Processing streaming data with Spring WebFlux

Tl;dr How to consume streaming data with Spring WebFlux and the Reactive Stack

Background: Traditional web applications are considered to be “blocking” where each request is handled by a thread and this thread blocks until it is able to fully process the request. For example, a request to fetch a large amount of data from a database over the network might take a few seconds and until this operation completes, the thread will be blocked from servicing other requests. Hence, the solution used to support high volume applications has been to horizontally scale the applications to ensure that there are enough threads to handle the traffic.

Reactive Programming

Reactive Programming deals with writing code to handle requests in a non-blocking asynchronous manner. (Nonblocking I/O). This leads to better utilization of a system’s resources as a large number of requests can now be processed by a small number of threads. Node.js is built using this principle where a single thread handles and processes requests in an Event Loop.

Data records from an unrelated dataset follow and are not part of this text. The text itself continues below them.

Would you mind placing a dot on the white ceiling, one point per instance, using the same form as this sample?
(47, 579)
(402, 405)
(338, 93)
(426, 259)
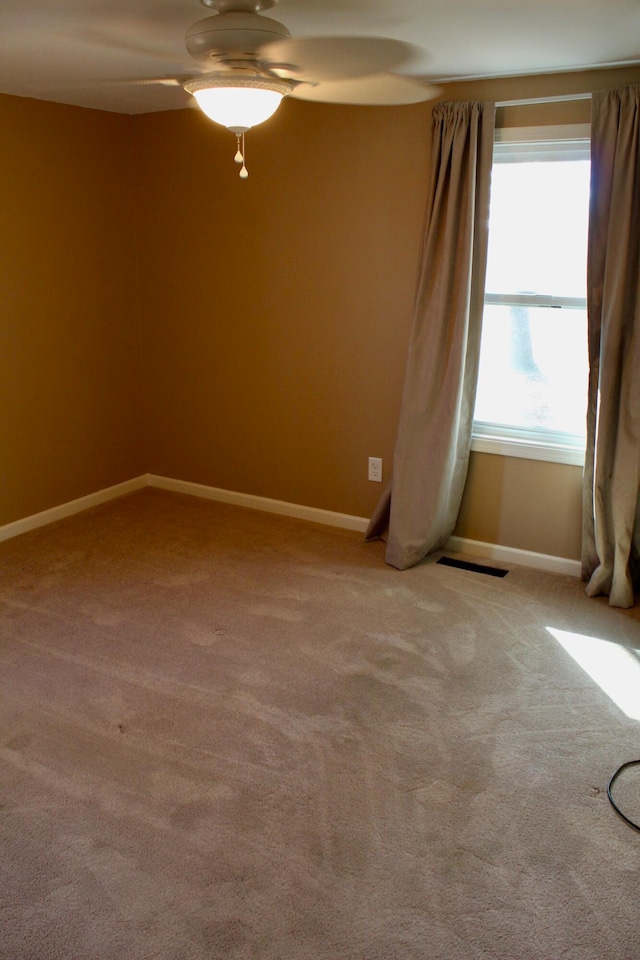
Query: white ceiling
(84, 51)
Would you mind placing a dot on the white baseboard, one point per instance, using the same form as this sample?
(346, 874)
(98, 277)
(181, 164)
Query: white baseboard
(299, 512)
(473, 548)
(73, 506)
(525, 558)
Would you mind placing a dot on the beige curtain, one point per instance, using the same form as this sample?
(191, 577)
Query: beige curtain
(420, 508)
(611, 519)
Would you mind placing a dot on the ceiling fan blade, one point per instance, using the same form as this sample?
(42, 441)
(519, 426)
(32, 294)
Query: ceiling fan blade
(334, 58)
(378, 89)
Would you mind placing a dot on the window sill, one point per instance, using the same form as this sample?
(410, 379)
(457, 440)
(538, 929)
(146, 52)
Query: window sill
(528, 449)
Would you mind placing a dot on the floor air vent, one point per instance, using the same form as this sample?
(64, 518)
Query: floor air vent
(474, 567)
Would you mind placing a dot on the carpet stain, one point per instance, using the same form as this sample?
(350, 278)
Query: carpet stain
(278, 613)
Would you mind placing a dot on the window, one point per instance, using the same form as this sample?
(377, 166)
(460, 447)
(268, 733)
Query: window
(532, 388)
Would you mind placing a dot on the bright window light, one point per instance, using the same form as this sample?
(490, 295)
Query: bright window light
(532, 385)
(615, 669)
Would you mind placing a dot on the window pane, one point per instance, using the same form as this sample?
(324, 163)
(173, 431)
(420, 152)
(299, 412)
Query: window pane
(538, 228)
(533, 368)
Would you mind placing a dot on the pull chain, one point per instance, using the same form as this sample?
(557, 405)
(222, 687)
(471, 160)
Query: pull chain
(239, 157)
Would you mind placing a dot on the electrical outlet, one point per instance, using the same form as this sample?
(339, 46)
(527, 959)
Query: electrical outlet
(375, 469)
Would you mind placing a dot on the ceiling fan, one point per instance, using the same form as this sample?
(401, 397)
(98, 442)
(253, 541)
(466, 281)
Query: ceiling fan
(248, 62)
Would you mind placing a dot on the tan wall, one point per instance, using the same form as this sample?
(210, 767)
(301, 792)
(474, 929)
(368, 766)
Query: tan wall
(69, 356)
(275, 313)
(277, 310)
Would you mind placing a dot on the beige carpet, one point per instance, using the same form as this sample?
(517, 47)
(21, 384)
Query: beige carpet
(226, 734)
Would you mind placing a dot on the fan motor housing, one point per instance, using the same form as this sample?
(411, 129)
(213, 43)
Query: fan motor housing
(232, 33)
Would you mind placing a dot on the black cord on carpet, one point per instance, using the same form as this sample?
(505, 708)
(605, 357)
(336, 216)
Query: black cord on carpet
(629, 763)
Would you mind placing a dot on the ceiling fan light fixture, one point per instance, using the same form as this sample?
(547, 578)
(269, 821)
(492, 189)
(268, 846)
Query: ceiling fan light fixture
(238, 103)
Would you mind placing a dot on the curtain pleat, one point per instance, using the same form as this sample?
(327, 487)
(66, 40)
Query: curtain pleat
(611, 504)
(431, 458)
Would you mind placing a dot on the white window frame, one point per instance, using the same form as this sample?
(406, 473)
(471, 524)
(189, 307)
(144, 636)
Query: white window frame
(571, 141)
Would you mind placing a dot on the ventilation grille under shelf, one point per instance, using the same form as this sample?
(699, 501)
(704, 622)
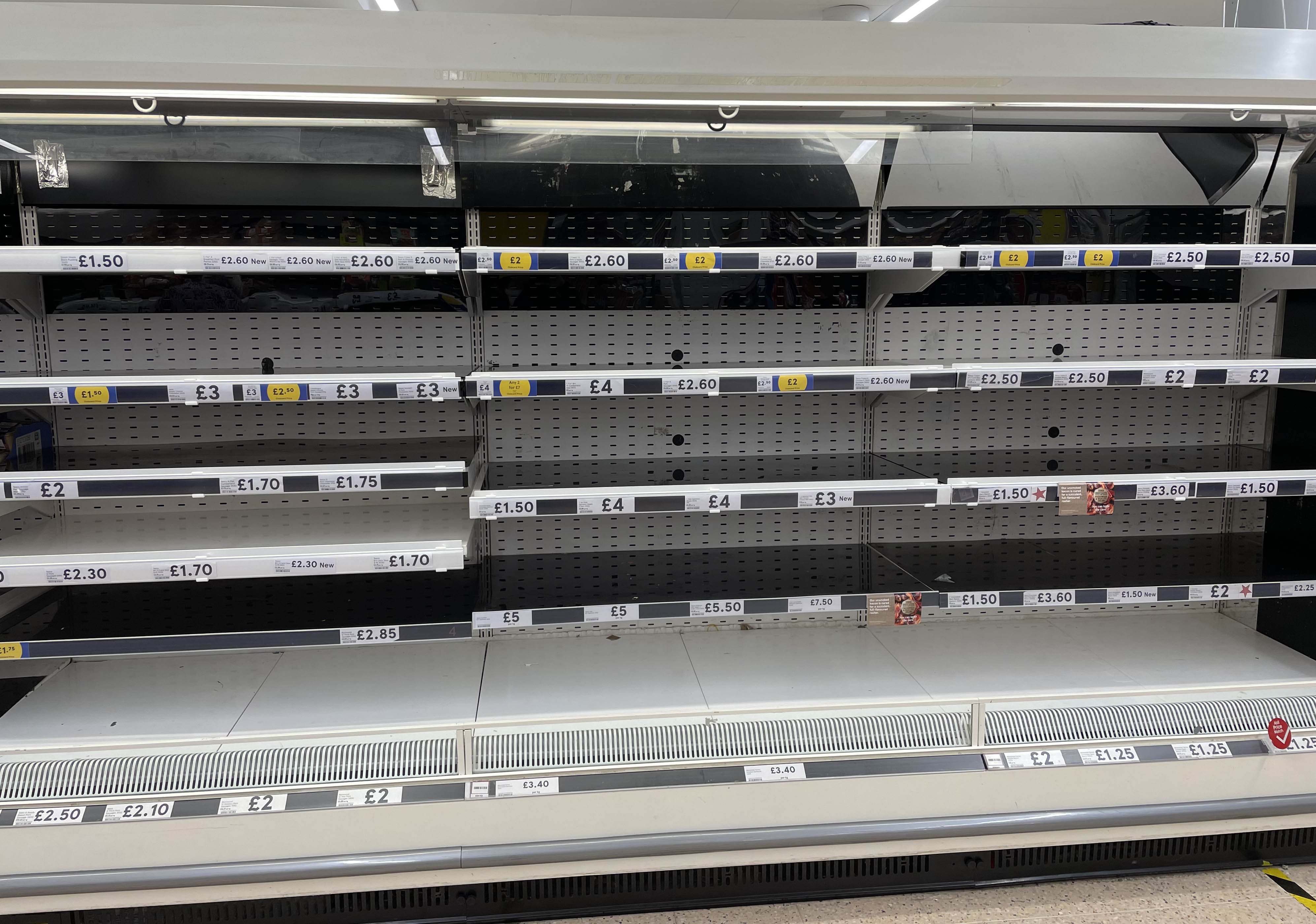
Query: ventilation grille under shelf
(1145, 720)
(620, 745)
(223, 771)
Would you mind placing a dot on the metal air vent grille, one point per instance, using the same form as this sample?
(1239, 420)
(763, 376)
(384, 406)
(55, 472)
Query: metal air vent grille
(224, 771)
(723, 740)
(1145, 720)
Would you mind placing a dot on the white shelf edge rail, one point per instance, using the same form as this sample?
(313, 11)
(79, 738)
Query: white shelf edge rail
(237, 481)
(195, 390)
(1098, 494)
(706, 498)
(895, 609)
(185, 260)
(218, 564)
(867, 260)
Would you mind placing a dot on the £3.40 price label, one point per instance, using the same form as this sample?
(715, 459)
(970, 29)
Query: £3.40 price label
(774, 773)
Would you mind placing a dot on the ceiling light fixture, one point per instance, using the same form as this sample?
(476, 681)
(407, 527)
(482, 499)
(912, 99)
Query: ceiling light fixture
(910, 12)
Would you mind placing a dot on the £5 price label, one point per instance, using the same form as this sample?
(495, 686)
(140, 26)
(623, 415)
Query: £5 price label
(52, 490)
(774, 773)
(139, 811)
(254, 805)
(370, 635)
(374, 796)
(616, 612)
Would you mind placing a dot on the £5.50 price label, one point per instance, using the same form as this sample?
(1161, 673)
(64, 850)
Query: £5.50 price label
(1124, 755)
(139, 811)
(254, 805)
(376, 796)
(774, 773)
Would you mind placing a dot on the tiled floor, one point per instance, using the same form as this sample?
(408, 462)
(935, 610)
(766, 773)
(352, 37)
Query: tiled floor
(1226, 897)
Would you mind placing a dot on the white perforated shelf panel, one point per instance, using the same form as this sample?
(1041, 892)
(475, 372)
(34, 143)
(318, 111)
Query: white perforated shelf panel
(17, 350)
(239, 343)
(172, 424)
(645, 427)
(647, 339)
(673, 531)
(1086, 332)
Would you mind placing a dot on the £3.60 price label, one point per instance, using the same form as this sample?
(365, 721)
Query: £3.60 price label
(505, 789)
(378, 796)
(254, 805)
(1201, 751)
(1108, 755)
(37, 816)
(139, 811)
(369, 635)
(774, 773)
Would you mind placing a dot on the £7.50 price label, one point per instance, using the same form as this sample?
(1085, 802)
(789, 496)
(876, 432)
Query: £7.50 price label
(254, 805)
(139, 811)
(376, 796)
(774, 773)
(39, 816)
(1108, 755)
(1202, 751)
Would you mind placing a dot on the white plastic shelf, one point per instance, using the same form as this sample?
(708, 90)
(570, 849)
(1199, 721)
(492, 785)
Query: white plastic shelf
(221, 389)
(185, 260)
(205, 545)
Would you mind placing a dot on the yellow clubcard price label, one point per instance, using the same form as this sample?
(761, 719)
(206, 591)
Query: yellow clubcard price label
(91, 394)
(285, 393)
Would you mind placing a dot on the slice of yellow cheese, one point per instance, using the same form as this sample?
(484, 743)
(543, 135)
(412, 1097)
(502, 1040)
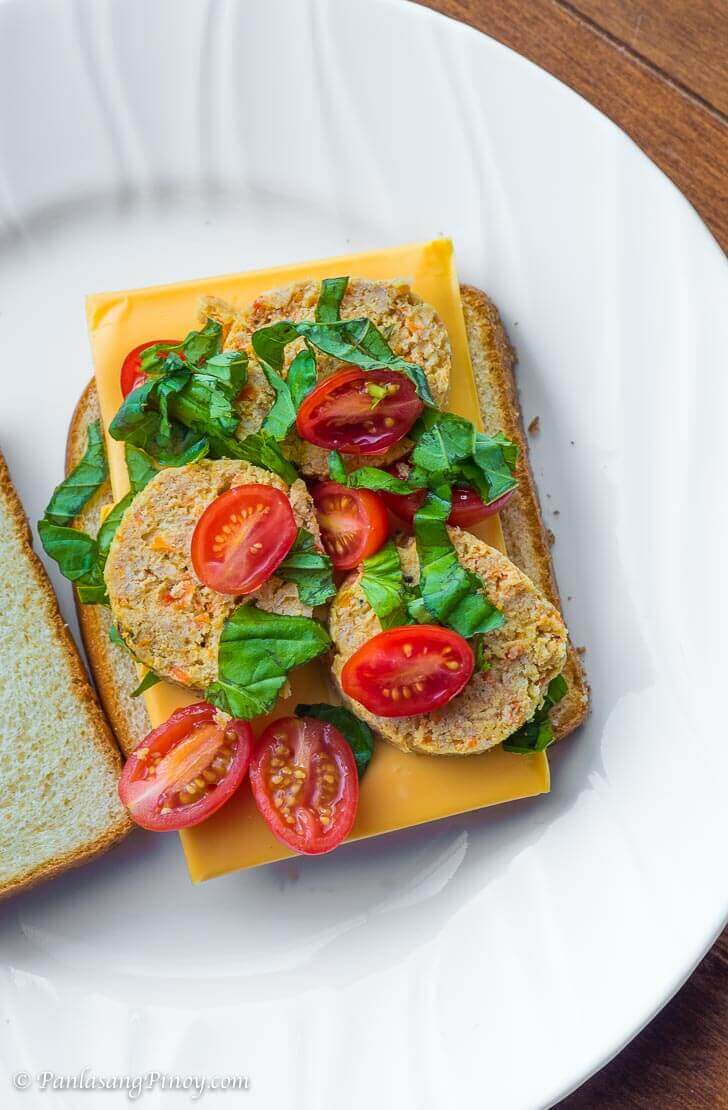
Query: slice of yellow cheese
(398, 789)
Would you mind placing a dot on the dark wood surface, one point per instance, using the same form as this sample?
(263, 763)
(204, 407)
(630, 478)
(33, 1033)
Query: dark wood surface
(659, 70)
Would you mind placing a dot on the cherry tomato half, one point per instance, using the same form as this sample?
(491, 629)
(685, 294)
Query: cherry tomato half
(404, 672)
(241, 538)
(304, 783)
(353, 523)
(186, 768)
(360, 412)
(131, 367)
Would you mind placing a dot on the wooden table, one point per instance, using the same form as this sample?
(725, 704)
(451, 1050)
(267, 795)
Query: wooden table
(659, 70)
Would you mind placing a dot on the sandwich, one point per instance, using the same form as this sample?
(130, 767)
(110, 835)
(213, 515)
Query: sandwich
(300, 488)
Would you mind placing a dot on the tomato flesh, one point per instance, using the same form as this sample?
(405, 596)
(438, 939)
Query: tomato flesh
(353, 523)
(360, 412)
(186, 768)
(404, 672)
(131, 367)
(304, 781)
(468, 507)
(241, 537)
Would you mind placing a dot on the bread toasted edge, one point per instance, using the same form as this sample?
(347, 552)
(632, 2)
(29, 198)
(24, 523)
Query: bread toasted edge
(526, 537)
(83, 690)
(527, 540)
(111, 680)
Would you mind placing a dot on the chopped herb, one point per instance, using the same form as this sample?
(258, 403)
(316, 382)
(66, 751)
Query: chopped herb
(356, 733)
(450, 448)
(310, 568)
(87, 476)
(256, 652)
(147, 683)
(451, 594)
(384, 587)
(330, 299)
(538, 733)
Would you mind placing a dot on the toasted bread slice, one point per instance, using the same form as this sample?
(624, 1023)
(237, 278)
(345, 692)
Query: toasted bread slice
(59, 764)
(113, 668)
(527, 541)
(526, 537)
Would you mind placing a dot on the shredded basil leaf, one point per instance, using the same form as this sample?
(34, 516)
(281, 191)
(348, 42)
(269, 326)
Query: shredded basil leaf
(330, 299)
(140, 467)
(360, 343)
(302, 376)
(147, 683)
(336, 468)
(538, 733)
(281, 416)
(261, 451)
(451, 593)
(186, 406)
(310, 568)
(256, 652)
(384, 586)
(450, 448)
(356, 733)
(87, 476)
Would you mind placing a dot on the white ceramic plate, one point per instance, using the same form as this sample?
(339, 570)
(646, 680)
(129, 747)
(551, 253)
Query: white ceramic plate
(497, 958)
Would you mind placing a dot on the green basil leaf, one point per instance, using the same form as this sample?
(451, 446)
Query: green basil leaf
(147, 683)
(302, 376)
(496, 458)
(360, 343)
(115, 637)
(256, 652)
(87, 476)
(384, 587)
(310, 568)
(372, 477)
(270, 343)
(108, 530)
(538, 733)
(201, 345)
(140, 467)
(230, 367)
(356, 733)
(336, 468)
(93, 589)
(281, 416)
(442, 442)
(448, 448)
(330, 299)
(74, 552)
(451, 593)
(261, 451)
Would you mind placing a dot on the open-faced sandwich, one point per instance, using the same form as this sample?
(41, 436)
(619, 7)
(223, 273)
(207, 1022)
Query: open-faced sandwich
(300, 486)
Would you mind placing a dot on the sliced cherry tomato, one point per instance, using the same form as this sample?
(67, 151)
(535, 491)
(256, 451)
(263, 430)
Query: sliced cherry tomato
(131, 367)
(186, 768)
(241, 537)
(468, 507)
(353, 523)
(305, 784)
(360, 412)
(404, 672)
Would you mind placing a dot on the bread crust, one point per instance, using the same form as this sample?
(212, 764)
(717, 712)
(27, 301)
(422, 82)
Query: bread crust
(94, 619)
(527, 541)
(102, 736)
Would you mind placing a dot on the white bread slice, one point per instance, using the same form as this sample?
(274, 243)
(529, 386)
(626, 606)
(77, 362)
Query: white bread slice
(59, 764)
(526, 538)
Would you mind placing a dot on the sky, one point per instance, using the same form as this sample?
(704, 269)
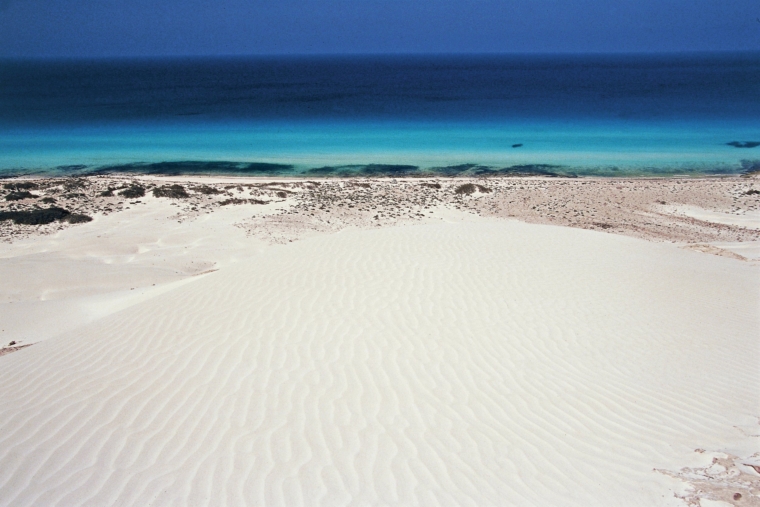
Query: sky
(146, 28)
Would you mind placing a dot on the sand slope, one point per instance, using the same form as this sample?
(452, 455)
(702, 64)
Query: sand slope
(485, 363)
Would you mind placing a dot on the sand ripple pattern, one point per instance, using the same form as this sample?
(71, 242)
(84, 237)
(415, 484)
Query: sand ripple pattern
(453, 364)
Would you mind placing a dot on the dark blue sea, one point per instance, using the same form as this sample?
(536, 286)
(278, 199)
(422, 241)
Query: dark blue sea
(607, 115)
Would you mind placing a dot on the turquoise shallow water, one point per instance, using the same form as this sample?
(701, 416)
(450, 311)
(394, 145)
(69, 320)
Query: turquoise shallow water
(622, 148)
(590, 115)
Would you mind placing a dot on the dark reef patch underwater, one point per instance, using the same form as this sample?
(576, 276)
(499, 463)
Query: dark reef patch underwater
(263, 169)
(483, 115)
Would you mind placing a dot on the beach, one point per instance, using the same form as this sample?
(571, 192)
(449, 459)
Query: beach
(212, 340)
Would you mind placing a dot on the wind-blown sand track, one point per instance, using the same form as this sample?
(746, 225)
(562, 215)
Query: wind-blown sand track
(473, 363)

Each request can be safely handed off to a backend system which will invoke the callback provided by the caller when it has completed the operation.

The Reactive Manifesto (see link at the end of this article) describes in more detail the expectations of a Reactive System.

Note: Reactive Programming in Java and the various libraries in use can make for a very long set of articles. Please see the resources section at the end of this article to learn more.

At a high level, it answers a few questions:

  • How can we process a large number of concurrent requests and leverage threads that would otherwise be idle waiting for a request to complete? While this may not necessarily improve the latencies seen by our users, it solves for better resource utilization and scaling of our applications.
  • How can a consumer receiving data from a producer signal back to the producer that it is getting overwhelmed? This is called BackPressure. If you consider a pipeline made up of reactive components (clients, services, database libraries etc.) each component could be consuming data at a different rate and any component that is receiving more data than it can handle can signal the producing application to slow down.

Going Reactive:

  • In Java 5, Futures were created to return a “promise” upon invocation of an operation. The client would query this Future to see if the operation had completed and to get the result of the operation
  • CompletableFutures were introduced in Java 8 to add more features such as request chaining whereby after performing operation A, the next operation B could be invoked with the result of A.
  • RxJava (Java 6) is a library created by Netflix to handle processing streams of data and supports managing backpressure where a client application (subscriber) can control the amount of data that is sent by the producer
  • With Spring 5, Reactive Streams are used to communicate between the various async components. This is achieved by using Reactor, which is an internal implementation of the Reactive Streams specification. As it heavily leverages Java 8, new applications can use this approach to gain the most benefits. Reactive Streams have also been incorporated into Java 9 in the java.util.concurrent.flow package.
  • The Spring Webflux module in Spring 5 is used to support reactive web applications over HTTP. It also supports WebSockets. This article deals with how we can use Spring WebFlux to create a simple web application that will consume a stream of events.

The Building Blocks:

In Reactor, there are two main building blocks that are used for communication between consumers and producers.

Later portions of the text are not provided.